【转】Graceful termination on Container Apps

Overview

Graceful shutdown refers to the “window of opportunity” an application has to programmatically clean up logic/connections/other application behavior in the window of time after SIGTERM is sent to the container(s) in a pod.

SIGTERM is a part of the standard Posix signals - which is as signal sent to process(es) being requested to shut down (but can be ignored, unless SIGKILL is sent) - more of this can be read here

This may be logic such as:

• Closing database connections
• Waiting for any long running operations to finish
• Clearing out a message queue
• Ensuring any file handles or file operations are cleaned
• etc.

This “window” is beneficial for applications with logic where interruption to these kinds of operations or behaviors could impactively adverse systems, user experience, or other aspects of a program.

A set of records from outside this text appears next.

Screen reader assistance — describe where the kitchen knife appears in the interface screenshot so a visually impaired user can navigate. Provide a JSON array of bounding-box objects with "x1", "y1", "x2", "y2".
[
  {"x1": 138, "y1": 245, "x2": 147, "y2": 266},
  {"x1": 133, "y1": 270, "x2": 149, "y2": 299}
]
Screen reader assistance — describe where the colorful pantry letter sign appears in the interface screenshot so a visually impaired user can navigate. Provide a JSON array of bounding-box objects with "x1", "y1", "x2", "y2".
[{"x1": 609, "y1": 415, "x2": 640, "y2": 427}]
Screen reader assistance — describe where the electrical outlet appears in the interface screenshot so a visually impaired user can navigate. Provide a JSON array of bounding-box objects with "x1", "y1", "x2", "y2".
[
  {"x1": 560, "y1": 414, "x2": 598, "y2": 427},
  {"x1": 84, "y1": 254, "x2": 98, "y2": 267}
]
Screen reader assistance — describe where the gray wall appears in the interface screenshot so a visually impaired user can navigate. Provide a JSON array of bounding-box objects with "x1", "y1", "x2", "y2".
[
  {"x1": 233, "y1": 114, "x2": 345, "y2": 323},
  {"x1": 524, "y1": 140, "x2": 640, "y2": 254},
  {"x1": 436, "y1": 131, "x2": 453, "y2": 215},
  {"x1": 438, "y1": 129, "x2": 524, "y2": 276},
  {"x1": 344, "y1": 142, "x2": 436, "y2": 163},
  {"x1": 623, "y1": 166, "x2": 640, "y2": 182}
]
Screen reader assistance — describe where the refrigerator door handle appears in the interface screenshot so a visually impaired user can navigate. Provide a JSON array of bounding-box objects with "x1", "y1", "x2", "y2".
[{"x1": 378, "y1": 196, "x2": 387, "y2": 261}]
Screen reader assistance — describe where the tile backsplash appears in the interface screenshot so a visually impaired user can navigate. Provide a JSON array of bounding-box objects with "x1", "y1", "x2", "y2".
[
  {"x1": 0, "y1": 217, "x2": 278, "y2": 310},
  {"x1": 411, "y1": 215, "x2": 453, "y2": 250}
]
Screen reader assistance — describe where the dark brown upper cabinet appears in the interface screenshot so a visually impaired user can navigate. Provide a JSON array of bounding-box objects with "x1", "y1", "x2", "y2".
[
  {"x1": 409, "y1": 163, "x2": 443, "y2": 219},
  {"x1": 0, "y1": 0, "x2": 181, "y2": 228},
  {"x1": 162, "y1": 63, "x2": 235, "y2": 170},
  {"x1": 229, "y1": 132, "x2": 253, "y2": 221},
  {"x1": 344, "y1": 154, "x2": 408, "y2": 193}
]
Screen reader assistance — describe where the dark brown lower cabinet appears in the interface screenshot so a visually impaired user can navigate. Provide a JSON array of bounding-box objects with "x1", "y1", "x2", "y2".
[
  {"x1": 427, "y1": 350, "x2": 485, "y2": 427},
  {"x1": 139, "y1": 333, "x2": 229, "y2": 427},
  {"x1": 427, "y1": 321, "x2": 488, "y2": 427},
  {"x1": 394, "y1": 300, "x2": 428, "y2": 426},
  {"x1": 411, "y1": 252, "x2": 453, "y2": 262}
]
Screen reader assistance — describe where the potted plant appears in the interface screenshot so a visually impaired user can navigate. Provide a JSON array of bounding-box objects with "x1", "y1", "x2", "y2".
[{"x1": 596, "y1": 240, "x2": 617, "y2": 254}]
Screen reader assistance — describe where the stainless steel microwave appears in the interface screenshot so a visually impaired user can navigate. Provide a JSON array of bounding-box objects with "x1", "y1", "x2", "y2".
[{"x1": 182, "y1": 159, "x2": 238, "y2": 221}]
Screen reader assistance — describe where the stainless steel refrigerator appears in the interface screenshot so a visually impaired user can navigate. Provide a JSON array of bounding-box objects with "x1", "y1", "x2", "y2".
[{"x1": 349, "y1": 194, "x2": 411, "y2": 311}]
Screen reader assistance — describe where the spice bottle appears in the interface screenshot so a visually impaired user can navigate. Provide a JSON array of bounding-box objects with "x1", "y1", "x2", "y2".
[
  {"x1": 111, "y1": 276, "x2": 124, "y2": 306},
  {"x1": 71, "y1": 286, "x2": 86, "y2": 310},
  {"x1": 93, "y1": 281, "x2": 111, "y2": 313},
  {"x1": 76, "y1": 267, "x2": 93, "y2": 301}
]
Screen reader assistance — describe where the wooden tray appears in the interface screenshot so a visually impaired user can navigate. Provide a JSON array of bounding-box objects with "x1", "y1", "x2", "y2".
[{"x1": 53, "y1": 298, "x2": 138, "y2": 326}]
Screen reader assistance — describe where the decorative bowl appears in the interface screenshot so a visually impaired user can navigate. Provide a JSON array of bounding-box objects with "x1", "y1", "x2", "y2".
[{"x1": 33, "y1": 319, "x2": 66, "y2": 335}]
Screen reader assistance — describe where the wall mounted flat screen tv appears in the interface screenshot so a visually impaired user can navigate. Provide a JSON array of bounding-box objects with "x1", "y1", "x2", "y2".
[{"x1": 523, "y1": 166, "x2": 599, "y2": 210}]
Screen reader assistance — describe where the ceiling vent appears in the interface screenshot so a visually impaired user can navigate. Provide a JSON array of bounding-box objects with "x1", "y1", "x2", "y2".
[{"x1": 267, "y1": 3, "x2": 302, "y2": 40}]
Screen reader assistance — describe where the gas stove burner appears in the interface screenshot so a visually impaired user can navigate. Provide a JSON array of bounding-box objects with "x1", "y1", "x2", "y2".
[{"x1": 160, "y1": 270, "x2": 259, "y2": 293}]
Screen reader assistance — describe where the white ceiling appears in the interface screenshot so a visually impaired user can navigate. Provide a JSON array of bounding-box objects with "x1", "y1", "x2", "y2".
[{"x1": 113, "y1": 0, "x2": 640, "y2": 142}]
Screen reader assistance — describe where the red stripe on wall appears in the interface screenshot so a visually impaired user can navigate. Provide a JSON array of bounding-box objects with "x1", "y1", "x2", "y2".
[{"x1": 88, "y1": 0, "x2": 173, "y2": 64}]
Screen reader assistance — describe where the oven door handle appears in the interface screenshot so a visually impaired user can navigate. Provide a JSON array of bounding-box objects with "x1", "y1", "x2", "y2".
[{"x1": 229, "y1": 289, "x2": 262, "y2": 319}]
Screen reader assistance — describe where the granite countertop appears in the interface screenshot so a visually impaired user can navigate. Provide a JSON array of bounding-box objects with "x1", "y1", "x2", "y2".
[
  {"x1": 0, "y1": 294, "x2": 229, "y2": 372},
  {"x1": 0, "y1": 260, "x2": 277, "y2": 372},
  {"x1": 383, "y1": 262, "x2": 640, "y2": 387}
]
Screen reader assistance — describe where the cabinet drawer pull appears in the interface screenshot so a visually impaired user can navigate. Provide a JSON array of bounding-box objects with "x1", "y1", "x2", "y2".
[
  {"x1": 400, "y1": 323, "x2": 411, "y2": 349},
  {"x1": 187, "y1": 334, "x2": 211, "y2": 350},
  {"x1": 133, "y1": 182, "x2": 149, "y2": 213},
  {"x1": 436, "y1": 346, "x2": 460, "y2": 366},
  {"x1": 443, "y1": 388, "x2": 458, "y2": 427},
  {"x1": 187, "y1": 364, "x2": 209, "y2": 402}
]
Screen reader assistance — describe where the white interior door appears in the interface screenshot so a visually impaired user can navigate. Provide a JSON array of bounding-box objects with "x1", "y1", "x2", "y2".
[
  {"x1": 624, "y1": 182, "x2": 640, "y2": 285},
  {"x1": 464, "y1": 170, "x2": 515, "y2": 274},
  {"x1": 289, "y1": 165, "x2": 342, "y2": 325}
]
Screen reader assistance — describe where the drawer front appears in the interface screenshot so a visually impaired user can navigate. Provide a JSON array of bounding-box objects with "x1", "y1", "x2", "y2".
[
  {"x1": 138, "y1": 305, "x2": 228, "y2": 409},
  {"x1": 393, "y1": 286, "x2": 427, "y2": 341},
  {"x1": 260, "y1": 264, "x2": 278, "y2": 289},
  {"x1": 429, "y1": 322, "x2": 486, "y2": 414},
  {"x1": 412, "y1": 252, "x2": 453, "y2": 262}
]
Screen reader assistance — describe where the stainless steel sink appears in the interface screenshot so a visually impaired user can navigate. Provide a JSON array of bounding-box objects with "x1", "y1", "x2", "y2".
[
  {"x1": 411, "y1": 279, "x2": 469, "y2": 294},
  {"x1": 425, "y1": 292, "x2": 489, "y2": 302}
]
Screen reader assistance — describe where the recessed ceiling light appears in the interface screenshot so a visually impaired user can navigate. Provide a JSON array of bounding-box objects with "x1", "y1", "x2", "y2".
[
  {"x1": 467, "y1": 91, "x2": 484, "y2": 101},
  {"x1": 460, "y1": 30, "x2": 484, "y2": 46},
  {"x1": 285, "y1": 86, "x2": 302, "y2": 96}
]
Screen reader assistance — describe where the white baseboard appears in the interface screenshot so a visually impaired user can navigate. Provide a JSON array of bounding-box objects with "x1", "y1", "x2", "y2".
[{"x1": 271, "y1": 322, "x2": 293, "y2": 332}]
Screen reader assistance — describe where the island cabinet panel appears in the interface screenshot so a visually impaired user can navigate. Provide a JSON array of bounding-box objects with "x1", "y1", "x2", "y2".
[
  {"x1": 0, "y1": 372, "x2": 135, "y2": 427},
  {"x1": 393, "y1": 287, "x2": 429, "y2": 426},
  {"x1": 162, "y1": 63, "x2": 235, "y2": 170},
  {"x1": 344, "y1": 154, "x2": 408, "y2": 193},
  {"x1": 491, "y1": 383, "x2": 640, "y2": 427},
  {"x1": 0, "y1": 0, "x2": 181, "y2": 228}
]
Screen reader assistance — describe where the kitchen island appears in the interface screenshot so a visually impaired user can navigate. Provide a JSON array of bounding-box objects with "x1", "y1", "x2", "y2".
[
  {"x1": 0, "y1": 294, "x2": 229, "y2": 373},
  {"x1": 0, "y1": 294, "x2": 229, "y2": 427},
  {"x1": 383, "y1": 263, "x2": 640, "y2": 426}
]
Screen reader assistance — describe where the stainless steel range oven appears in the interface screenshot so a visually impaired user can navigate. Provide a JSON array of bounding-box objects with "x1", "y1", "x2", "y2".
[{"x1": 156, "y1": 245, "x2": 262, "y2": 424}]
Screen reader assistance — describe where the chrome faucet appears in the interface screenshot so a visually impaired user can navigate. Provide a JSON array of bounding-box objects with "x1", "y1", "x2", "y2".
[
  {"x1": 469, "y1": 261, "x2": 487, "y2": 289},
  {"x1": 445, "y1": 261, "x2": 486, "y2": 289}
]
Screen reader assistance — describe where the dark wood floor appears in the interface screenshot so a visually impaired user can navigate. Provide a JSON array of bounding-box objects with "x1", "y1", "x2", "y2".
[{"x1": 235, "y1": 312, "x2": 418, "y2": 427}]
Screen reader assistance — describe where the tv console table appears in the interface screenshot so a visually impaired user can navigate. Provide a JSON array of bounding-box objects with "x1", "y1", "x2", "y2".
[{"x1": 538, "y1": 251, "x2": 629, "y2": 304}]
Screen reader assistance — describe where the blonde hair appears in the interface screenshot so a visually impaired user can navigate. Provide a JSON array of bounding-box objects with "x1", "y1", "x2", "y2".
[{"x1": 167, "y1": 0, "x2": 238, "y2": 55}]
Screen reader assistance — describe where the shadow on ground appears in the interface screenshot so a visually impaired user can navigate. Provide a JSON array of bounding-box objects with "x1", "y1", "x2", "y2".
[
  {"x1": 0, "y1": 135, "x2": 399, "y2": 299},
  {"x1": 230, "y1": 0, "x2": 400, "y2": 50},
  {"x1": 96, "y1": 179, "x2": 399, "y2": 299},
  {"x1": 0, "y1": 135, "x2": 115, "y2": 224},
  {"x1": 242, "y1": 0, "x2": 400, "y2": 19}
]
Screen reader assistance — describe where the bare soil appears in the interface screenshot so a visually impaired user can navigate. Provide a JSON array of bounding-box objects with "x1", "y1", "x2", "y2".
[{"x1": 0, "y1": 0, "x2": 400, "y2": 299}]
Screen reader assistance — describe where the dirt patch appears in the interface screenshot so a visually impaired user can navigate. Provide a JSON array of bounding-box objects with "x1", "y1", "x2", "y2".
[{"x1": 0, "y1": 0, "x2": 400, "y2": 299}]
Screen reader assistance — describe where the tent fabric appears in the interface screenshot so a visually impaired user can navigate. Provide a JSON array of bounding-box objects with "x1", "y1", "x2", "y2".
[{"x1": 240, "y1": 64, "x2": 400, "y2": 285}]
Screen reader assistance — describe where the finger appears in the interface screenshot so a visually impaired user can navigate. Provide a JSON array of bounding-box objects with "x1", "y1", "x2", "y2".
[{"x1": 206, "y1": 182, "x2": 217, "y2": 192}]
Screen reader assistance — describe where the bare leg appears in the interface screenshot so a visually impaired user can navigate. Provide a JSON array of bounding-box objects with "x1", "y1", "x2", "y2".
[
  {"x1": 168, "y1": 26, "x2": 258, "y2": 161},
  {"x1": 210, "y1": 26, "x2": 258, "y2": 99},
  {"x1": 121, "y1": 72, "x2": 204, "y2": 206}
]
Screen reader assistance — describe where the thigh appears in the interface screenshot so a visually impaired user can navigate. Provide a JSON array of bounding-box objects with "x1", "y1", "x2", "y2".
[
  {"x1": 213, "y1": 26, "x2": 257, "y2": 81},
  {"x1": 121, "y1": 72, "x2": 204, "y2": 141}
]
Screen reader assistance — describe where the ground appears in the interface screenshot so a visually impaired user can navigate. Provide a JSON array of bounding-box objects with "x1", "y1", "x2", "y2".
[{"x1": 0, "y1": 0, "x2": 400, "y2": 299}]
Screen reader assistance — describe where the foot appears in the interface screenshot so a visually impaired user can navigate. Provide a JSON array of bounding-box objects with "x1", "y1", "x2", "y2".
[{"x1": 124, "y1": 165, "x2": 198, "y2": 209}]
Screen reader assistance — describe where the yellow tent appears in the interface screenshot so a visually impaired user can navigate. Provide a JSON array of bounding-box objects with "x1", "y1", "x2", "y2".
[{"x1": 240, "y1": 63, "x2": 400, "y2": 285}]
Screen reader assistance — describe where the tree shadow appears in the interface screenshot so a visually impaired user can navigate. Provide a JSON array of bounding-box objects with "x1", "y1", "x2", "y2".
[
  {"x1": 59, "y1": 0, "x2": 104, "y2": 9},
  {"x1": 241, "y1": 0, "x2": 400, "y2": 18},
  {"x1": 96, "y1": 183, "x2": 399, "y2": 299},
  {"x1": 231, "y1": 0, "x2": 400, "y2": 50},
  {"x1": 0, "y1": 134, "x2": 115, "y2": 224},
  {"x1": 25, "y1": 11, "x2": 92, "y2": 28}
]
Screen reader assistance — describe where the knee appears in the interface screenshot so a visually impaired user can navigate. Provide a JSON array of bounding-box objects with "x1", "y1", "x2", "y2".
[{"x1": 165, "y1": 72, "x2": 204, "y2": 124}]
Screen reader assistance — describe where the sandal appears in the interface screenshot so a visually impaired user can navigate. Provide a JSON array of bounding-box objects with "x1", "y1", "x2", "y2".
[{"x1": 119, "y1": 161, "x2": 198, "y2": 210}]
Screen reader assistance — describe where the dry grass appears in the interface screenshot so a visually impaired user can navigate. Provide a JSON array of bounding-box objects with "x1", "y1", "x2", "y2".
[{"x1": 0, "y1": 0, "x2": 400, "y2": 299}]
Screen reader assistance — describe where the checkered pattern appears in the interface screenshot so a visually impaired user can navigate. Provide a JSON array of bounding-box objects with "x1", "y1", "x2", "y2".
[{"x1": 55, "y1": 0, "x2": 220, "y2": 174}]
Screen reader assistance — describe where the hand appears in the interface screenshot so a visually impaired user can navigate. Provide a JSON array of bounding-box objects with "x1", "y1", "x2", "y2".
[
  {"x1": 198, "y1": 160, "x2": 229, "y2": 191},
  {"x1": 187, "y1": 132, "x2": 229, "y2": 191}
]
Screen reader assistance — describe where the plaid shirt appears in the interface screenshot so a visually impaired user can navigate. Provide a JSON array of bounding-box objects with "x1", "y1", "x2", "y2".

SIGTERM can be sent to containers in pods when scaling in, restarting a specific revision (which will cause new pods/replicas to be created that belong to that revision), or essentially what is described in Container Apps - Demystifying restarts

NOTE: It is possible for containers to immediately receive SIGKILL (exit code 137), which will forcefully kill processes (i.e containers), but that’s not described here. See Container Apps - Backoff restarts and container exits

This behavior is dictated by the property terminationGracePeriodSeconds - which can be set through ARM or the Azure Portal on Container Apps

• Portal: Go to the Revisions blade -> Create a new revision

• ARM: This is set under the resources.properties.template.terminationGracePeriodSeconds property:

        "template": {
          "terminationGracePeriodSeconds": 35,
          "containers": [
            {
              "image": "someregistry.com/image:tag",
              "name": "some-container",
              "resources": {
                "cpu": 0.5,
                "memory": "1.0Gi"
              },
            ....

terminationGracePeriodSeconds, is ultimately from Kubernetes - a more detailed explanation on pod termination is found here - Pod Lifecycle - Kubernetes

You can only set a maximum value of 600 seconds (10 minutes) for terminationGracePeriodSeconds. If an application is needing upwards of 10 minutes to clean up logic, or more, this can pose challenges, especially if an application is scaling out to many replicas (or even just a few). It would be heavily recommended to revisit the applications design around clean up logic to reduce this:

• Additionally, since the pod (and therefor container(s) within) will still exist, if many pods are pending termination for minutes at a time - and new pods/replicas are created, this can start presenting resource contention issues - depending on how many resources already exist within the environment

Below is an overview of what this would look like in the pod lifecycle - “Window to shut down the application” is the number defined in terminationGracePeriodSeconds by a user - and presents the window to clean up logic before a SIGKILL is sent:

Logging

You may not always seen a message regarding which exit code a container exited with (in this case, 137 or 143) - but you can get an idea of when SIGTERM was sent to the container by looking in the ContainerAppSystemLogs_CL Log Analytic (or the Azure Monitor equivalent, ContainerAppSystemLogs) table.

ContainerAppSystemLogs_CL
| where ContainerAppName_s =~ "some-container"
| where Reason_s == "StoppingContainer"
| project TimeGenerated, Log_s, Reason_s

Using something like the above query, we can find a message like this:

TimeGenerated [UTC]         Log_s                                Reason_s
5/27/2024, 7:26:42.894 PM   Stopping container some-container    StoppingContainer

If our application happened to be writing to stdout when a SIGTERM is received, we can correlate these two events together. Which is seeing the Stopping container [container-name] would also mean that a SIGTERM has been sent to the container (s) running in said pod or replica. Note the timeframes.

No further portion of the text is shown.